Jan. 14, 2013 – By Steven B. Krivit –
New Energy Times has completed a major update and reorganization of our indexes of low-energy nuclear reaction meetings and conference proceedings.
There are two index pages:
Three major LENR conference series regularly produce proceedings: International Conference on Condensed Matter Nuclear Science (a.k.a. International Conference on Cold Fusion), Russian Conference on Cold Nuclear Transmutation of Chemical Elements and Ball Lightning, and the annual meeting of the Japan CF Research Society. In Italy, William Collis has organized an excellent and regular LENR conference series for many years but usually without publishing either electronic or printed proceedings. The U.S. does not have its own regular regional LENR conference.

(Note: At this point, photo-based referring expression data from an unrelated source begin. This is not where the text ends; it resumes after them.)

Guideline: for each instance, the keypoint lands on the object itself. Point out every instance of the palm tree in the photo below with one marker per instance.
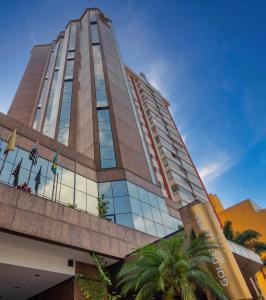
(171, 269)
(248, 238)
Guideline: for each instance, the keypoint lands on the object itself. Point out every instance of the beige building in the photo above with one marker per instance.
(116, 140)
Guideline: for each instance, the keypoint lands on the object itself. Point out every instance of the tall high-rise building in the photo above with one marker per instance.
(116, 142)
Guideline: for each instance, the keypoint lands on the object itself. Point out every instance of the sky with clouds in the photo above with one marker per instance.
(207, 57)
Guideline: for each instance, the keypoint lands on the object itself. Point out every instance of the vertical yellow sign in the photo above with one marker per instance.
(200, 217)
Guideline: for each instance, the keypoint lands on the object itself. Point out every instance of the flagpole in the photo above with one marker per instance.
(29, 174)
(56, 186)
(2, 167)
(53, 186)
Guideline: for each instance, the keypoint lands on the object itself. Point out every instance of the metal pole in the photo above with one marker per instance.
(53, 187)
(56, 186)
(2, 167)
(29, 173)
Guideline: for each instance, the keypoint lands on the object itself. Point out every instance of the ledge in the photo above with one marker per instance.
(38, 218)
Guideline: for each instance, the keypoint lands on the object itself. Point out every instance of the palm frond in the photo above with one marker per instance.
(246, 236)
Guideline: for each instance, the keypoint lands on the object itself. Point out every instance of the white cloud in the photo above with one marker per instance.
(213, 169)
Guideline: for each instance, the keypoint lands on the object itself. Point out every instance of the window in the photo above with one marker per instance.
(94, 34)
(107, 153)
(139, 223)
(93, 16)
(122, 205)
(72, 38)
(125, 219)
(62, 189)
(135, 206)
(69, 69)
(119, 188)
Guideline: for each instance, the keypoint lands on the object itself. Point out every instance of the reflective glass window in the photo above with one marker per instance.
(146, 210)
(135, 206)
(111, 209)
(67, 177)
(81, 200)
(143, 195)
(93, 16)
(133, 190)
(66, 194)
(103, 115)
(119, 188)
(92, 205)
(48, 189)
(125, 220)
(6, 172)
(92, 188)
(104, 126)
(156, 215)
(108, 163)
(107, 153)
(94, 34)
(122, 205)
(81, 183)
(106, 139)
(69, 68)
(26, 163)
(161, 204)
(139, 223)
(105, 189)
(160, 229)
(150, 227)
(153, 200)
(11, 155)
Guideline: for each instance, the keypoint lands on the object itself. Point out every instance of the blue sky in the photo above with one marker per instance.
(207, 57)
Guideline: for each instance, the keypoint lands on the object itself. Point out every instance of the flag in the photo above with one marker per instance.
(16, 173)
(33, 156)
(54, 165)
(11, 143)
(38, 179)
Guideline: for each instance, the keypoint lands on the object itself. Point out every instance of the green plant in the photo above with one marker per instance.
(97, 288)
(172, 268)
(103, 206)
(248, 238)
(91, 288)
(228, 230)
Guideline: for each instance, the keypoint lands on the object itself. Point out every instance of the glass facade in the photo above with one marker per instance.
(107, 153)
(64, 121)
(69, 188)
(66, 102)
(45, 88)
(129, 205)
(135, 207)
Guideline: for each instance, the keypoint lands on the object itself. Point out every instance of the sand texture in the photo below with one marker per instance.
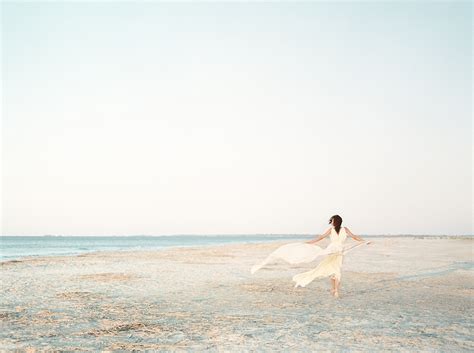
(399, 294)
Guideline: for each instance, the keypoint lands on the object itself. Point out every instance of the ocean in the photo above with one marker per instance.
(15, 247)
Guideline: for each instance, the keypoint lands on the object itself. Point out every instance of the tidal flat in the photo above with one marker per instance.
(397, 294)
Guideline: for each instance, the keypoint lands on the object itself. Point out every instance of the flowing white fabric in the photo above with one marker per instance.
(296, 253)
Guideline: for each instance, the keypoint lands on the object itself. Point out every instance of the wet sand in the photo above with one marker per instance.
(398, 294)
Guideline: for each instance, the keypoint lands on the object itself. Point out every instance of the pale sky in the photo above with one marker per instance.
(127, 118)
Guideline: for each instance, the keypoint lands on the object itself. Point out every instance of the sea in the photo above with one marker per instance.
(17, 247)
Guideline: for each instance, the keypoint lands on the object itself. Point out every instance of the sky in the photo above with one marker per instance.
(153, 118)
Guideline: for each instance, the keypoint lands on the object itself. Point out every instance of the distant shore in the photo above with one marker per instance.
(400, 293)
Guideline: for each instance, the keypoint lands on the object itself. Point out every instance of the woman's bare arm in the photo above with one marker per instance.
(321, 237)
(355, 237)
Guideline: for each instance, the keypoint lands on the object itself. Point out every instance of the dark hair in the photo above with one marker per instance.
(336, 221)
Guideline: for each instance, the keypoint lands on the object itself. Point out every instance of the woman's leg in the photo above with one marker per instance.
(333, 282)
(337, 283)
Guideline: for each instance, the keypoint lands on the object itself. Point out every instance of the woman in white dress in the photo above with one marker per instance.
(332, 264)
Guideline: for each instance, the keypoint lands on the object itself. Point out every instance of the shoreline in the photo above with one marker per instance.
(396, 294)
(164, 248)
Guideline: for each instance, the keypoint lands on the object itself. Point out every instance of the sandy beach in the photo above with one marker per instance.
(398, 294)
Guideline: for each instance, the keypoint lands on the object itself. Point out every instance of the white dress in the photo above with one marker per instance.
(331, 265)
(296, 253)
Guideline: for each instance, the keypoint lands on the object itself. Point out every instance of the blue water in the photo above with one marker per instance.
(15, 247)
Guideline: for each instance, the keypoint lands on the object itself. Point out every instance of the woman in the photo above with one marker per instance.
(331, 265)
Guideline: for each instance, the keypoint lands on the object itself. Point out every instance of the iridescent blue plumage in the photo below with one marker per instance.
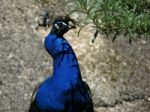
(64, 91)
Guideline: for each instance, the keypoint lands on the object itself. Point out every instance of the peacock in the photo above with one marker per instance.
(64, 90)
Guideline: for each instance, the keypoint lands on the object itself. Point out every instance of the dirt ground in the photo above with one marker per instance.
(118, 73)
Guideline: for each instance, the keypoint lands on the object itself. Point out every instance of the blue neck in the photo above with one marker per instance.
(65, 62)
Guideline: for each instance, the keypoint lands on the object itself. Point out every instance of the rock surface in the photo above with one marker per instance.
(118, 73)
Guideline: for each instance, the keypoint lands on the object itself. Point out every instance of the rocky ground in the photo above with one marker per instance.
(118, 73)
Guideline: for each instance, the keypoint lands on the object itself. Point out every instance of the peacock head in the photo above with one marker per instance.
(61, 25)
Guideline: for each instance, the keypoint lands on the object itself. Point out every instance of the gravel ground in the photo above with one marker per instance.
(118, 73)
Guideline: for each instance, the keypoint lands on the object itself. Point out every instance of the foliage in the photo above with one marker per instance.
(116, 17)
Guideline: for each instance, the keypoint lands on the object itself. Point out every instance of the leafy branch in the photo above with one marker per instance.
(116, 17)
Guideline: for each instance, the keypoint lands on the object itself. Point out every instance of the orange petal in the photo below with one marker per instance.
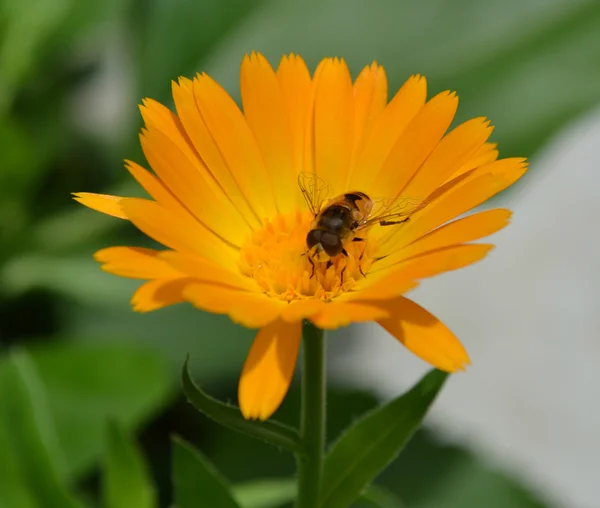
(253, 310)
(485, 155)
(237, 144)
(135, 263)
(387, 129)
(207, 149)
(265, 112)
(297, 310)
(370, 99)
(197, 191)
(208, 271)
(153, 186)
(389, 281)
(457, 197)
(414, 145)
(463, 230)
(296, 88)
(454, 150)
(178, 231)
(110, 205)
(338, 314)
(424, 335)
(158, 293)
(158, 117)
(269, 369)
(333, 123)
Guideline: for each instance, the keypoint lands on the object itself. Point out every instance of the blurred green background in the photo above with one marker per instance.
(72, 355)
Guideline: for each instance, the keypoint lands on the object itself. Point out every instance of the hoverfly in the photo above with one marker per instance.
(340, 220)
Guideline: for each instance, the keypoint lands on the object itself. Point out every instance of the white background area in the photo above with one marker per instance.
(529, 316)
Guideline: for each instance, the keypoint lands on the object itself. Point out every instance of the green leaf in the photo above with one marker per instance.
(380, 497)
(196, 481)
(89, 383)
(265, 493)
(374, 441)
(273, 493)
(171, 43)
(126, 479)
(272, 432)
(499, 56)
(31, 453)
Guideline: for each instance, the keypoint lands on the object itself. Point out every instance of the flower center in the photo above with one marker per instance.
(276, 257)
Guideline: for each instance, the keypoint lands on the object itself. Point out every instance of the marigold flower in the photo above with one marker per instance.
(227, 206)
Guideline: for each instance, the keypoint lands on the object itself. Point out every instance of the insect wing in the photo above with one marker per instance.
(314, 189)
(392, 211)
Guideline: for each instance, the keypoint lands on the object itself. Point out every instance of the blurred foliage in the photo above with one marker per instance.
(73, 356)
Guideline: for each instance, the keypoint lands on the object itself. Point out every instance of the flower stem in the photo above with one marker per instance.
(312, 417)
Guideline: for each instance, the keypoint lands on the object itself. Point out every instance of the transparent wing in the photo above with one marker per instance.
(314, 189)
(388, 212)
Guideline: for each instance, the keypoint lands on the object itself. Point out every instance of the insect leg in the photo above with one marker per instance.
(392, 222)
(312, 263)
(345, 253)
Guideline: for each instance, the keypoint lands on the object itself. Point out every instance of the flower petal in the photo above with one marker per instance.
(467, 229)
(485, 155)
(265, 112)
(333, 123)
(453, 151)
(269, 369)
(205, 270)
(197, 191)
(336, 314)
(424, 335)
(414, 145)
(253, 310)
(178, 231)
(391, 281)
(455, 198)
(370, 99)
(297, 310)
(207, 149)
(110, 205)
(159, 293)
(136, 263)
(237, 145)
(296, 87)
(387, 129)
(153, 186)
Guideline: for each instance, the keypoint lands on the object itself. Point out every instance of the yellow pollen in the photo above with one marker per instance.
(276, 257)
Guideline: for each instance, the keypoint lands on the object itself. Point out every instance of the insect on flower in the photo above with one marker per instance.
(239, 232)
(340, 220)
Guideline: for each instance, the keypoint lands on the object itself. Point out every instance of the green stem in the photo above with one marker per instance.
(312, 418)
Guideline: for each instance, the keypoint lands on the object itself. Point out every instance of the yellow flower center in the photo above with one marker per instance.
(276, 257)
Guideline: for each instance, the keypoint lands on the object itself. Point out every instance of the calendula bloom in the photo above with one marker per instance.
(226, 204)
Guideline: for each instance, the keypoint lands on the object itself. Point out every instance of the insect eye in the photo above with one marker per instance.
(313, 237)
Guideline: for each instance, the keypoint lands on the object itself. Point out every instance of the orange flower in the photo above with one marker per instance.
(227, 206)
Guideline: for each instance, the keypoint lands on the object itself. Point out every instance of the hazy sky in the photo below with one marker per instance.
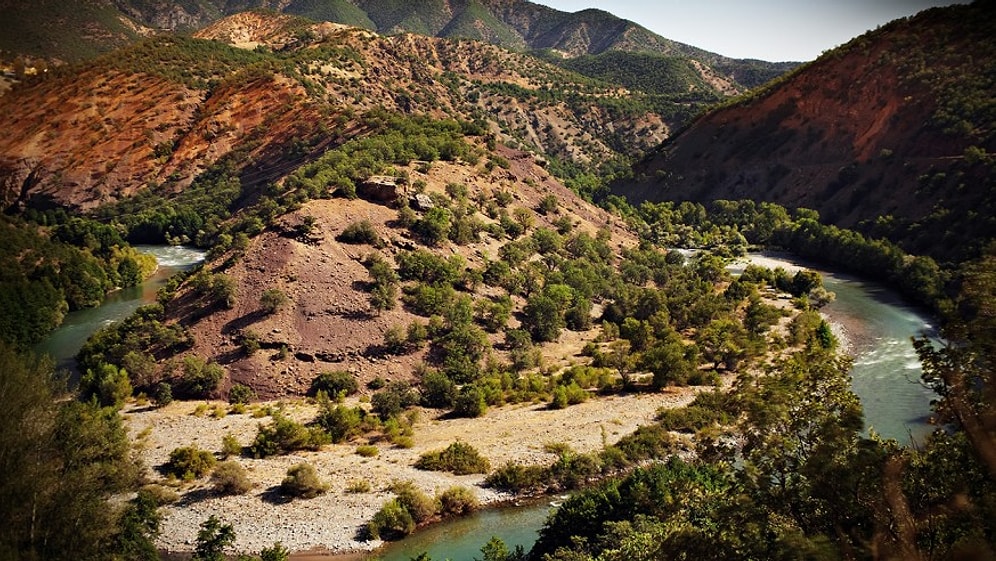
(772, 30)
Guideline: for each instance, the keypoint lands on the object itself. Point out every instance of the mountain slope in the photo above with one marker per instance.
(157, 114)
(893, 132)
(79, 29)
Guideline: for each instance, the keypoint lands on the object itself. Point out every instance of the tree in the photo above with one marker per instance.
(212, 540)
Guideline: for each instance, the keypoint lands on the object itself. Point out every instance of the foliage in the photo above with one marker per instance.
(457, 501)
(302, 482)
(284, 435)
(213, 538)
(200, 378)
(62, 461)
(419, 505)
(394, 399)
(188, 462)
(392, 521)
(109, 385)
(44, 276)
(459, 458)
(272, 300)
(240, 393)
(230, 478)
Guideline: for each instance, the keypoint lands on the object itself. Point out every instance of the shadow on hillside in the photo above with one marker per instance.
(273, 496)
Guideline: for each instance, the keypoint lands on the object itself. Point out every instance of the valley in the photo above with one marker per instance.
(441, 273)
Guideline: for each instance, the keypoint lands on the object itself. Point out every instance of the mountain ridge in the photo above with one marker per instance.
(892, 134)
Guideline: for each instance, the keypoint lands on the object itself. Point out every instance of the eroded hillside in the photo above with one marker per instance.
(154, 116)
(892, 133)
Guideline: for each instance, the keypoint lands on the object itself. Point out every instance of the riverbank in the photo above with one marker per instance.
(331, 523)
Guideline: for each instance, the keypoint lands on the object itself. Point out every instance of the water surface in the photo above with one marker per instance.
(63, 343)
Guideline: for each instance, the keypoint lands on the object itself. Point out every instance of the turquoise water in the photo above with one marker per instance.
(461, 539)
(886, 371)
(68, 339)
(878, 326)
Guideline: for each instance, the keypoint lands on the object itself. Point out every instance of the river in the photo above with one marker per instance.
(885, 375)
(877, 324)
(65, 342)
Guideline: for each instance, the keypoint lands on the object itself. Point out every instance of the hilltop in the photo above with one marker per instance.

The Conference Proceedings index provides access to electronic versions of proceedings, as we have been able to obtain them. Otherwise, for printed proceedings, we list the publication information. For some of these missing electronic versions of proceedings, we have borrowed printed editions and scanned the front matter and table of contents of the proceedings to help researchers know what papers may exist. To scan full printed proceedings requires cutting the binding. If anyone would like to donate copies of printed proceedings for which we do not have electronic copies, we will cut their bindings, scan them into electronic documents, and make them publicly available. Where we were not able to provide even a table of contents, we attempted to provide abstracts.
The Conference Listings index is an attempt to provide a centralized listing of all LENR-related conferences, symposia and colloquia. New Energy Times began collecting this kind of material in 2003. Thus, the index represents this timeframe and onward. This index lists the basic metadata of the conferences and provides hyperlinks to individual pages for each event. In the individual conference pages, where possible we provide access to conference programs, press releases, slides, papers, and conference audio and video recordings. In many cases, we have significant amounts of material from events; in other cases, we have very little or none.
Our completion of this update comes at a profound time. On Jan. 11, Aaron Swartz, 26, an Internet genius and activist for open science, committed suicide as a result of, among other things, consequences of his beliefs in and support of open science. He believed that publicly funded scientific literature should be freely available to the public, which paid for that research. So do we.